Magnetic Field Evolution of Hot Exoplanets

Numerical simulations using the MESA model found that the magnetic field strength of gas giant planets depends on the convective energy flux from their interiors. The simulations showed that hot Jupiters' magnetic fields decrease over time, while hot Neptunes' fields die out after around 2 billion years, with factors like atmospheric mass and orbital separation also affecting the magnetic field strength.

Age Normalized Testosterone Peaks at Series B for Male Startup Founders

A study of 107 male Y Combinator founders found that age-normalized testosterone levels increased by 99.6% from pre-seed to Series B funding, then dropped by 42.2% after that stage. This suggests that early startup success boosts confidence and dominance, while later-stage pressures and stresses erode these feelings, or alternatively, that founders with higher testosterone are more likely to secure larger funding rounds.

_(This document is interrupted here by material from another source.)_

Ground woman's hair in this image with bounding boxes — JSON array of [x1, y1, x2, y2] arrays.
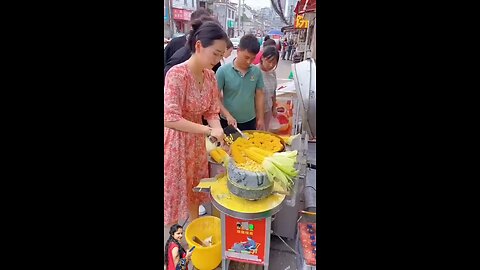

Cell Balancing Paradigms: Advanced Types, Algorithms, and Optimization Framework

The operation efficiency of electric transportation, energy storage, and grids relies on the characteristics of the employed batteries, which can be managed and maintained by a Battery Management System (BMS). A BMS measures and controls various parameters to optimize battery function, including cell balancing and charge/discharge processes, ensuring the battery's health, safety, and performance.

Code

Show HN: Chonkie – A Fast, Lightweight Text Chunking Library for RAG

Chonkie is a lightweight, fast, and feature-rich Python library for text chunking, designed for use in RAG (Retrieval-Augmented Generation) bots. It offers various chunking methods, including token, word, sentence, semantic, and SDPM chunking, and is easy to install and use.

AI GitHub Issue Resolving

The OpenHands Github Issue Resolver is a tool that uses open-source AI agents to automatically resolve GitHub issues, primarily designed to handle one issue at a time with high quality. It can be used through a GitHub Actions workflow or manually installed and run programmatically, and supports various LLM models, including Anthropic's Claude and OpenAI's GPT-4.

Show HN: Putting together all the AI-powered web search software we know of

The provided text is incomplete and only contains an error message. There is no information to summarize.

Homemade GPT JS – A Tensorflow.js Re-Implementation of MinGPT

A minimal TensorFlow.js re-implementation of Karpathy's minGPT, a Generative Pre-trained Transformer, is available in a single 300-line TypeScript file. The model can be trained, experimented with, and used to generate predictions directly in the browser using a GPU through the Homemade GPT playground.

LLM Prompt Tuning Playbook

This document is a playbook for tuning large language models (LLMs) through effective prompting strategies, targeting those who have basic interactions with LLMs but lack a rigorous technical understanding. The playbook provides mental models, concrete prescriptions, and a procedure for iterating on new system instructions, aiming to consolidate and share helpful intuitions and practical techniques for prompting LLMs.